Re: How to reliably measure fs usage with reflinks enabled?

Dave Chinner <david@xxxxxxxxxxxxx> · Wed, 16 May 2018 10:13:42 +1000

On Tue, May 15, 2018 at 02:52:30PM +0100, Mike Fleetwood wrote:
> On 15 May 2018 at 02:29, Dave Chinner <david@xxxxxxxxxxxxx> wrote:
> > So the reflink code reserved ~7GB of space in the filesystem (less
> > than 1%) for it's own reflink related metadata if it ever needs it.
> > It hasn't used it yet but we need to make sure that it's available
> > when the filesystem is near ENOSPC. Hence it's considered used space
> > because users cannot store user data in that space.
> >
> > The change I plan to make is to reduce the user reported filesystem
> > size rather than account for it as used space. IOWs, you'd see a
> > filesystem size of 889G instead of 896G, but have only 8.8GB used.
> > It means exactly the same thingi and will behave exactly the same
> > way, it's just a different space accounting technique....
> 
> I'm one of the authors of GParted and it uses the reported file system
> size [1] and compares it to the block device size to see if the file
> system fills the partition or not and whether to show unallocated space
> to the user and advise them to grown the file system to fill the block
> device [2].  As such we prefer that the reported size of the file system
> match the highest offset that the file system can write to in the block
> device.

I think that's a narrow, use case specific assumption. There is
absolutely no guarantee that the filesystem on a device fills the
entire device or that the filesystem space reported by df/statvfs
accurately reflects the size of the underlying block device.

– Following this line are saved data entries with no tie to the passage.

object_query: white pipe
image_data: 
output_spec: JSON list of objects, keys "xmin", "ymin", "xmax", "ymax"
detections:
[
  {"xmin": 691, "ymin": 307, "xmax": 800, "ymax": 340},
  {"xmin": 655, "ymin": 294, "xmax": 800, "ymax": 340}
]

Filesystems are moving towards a virtualised world where space usage
and capacity is kept separate from the capacity of the underlying
storage provider. That's a solid direction we are moving with xfs:

https://www.spinics.net/lists/linux-xfs/msg12216.html

so we can support subvolumes:

https://www.youtube.com/watch?v=wG8FUvSGROw

via a virtual block address space that remaps the filesystem space
accounting away from the underlying physical block device:

https://lwn.net/SubscriberLink/753650/32230c15f3453808/

This will completely break any assumption that the filesystem size
is related to the underlying storage device(s).

GParted deals very firmly with a specific aspect of disk based
storage - managing partitions on a physical block device.
Filesystems need to move beyond physical block devices - sanely
supporting sparse virtual block devices has been on everyone's
enterprise filesystem wish list for years.

GParted doesn't have to support these new features - it can simply
turn them off for filesystems it creates on physical disk
partitions, but we're doing stuff to support the storage models
needed for container hosting, virtualisation, efficient backups and
cloning, etc. If that means we have to break assumptions that legacy
infrastructure make to support those new features, then so be it....

<snip>

> [2] For full disclosure, because tools for various FSs under report
>     their file system size, there is a heuristic that there must be at
>     least 2% difference before unallocated space and grow file system
>     recommendation is generated so under reporting the FS size by less
>     than 1% wouldn't actually be an issue. for us.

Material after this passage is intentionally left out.